For each caption, create a new instance of the Text+ template and put it exactly where it needs to be on the timeline based on the framerate that I specified.
Populate each instance of the Text+ element on the timeline with the appropriate caption.

This code can be copied and then pasted directly into the DaVinci Resolve Console, where it will be promptly executed and you will see the Text+ elements populated on the timeline.

I see that you are using a fixed value for the framerate. Can't you just use timeline.GetSetting("timelineFrameRate") to get the right project framerate?

You can, but there is a slight problem - this rounds the frame rate down, so if you have a framerate of, say, 29.97, you will get 29 as the output. This will result in captions being misaligned and they won’t quite flow well with the audio. This is why I opted to define my own framerate directly instead. If your video uses a different framerate, you can adjust this value as appropriate.

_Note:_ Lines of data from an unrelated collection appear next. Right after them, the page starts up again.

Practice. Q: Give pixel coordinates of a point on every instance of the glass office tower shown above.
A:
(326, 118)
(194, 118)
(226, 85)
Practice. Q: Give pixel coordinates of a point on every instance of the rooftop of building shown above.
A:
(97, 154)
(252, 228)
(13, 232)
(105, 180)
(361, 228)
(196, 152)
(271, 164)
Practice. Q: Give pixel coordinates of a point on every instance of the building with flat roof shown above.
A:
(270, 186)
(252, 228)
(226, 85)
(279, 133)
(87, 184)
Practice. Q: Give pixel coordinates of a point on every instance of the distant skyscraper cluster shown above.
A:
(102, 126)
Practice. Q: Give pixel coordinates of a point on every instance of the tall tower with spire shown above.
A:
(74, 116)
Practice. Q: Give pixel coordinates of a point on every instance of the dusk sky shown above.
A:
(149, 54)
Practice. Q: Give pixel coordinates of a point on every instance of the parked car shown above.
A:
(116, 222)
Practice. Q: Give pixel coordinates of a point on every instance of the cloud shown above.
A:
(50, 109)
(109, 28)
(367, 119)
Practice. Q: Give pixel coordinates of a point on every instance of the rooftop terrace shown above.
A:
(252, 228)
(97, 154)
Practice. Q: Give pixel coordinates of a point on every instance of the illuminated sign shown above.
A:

And that’s it - once the script runs, all the captions are instantly populated as Text+ elements in the timeline:

GIF showing how Text+ is auto-generated in DaVinci Resolve

I am sure that I could even shove the audio export and Whisper transcription logic in the script in DaVinci Resolve, but I am comfortable enough with running a separate Terminal window for it that it doesn’t bother me much to do a step beforehand before importing the Text+ elements into my timeline.

Get the code #

If you want to peek at the latest code for the tools I wrote for the process above, you can look inside the media-tools repository on GitHub. I plan on updating it with some extra guides and instructions for easier re-use.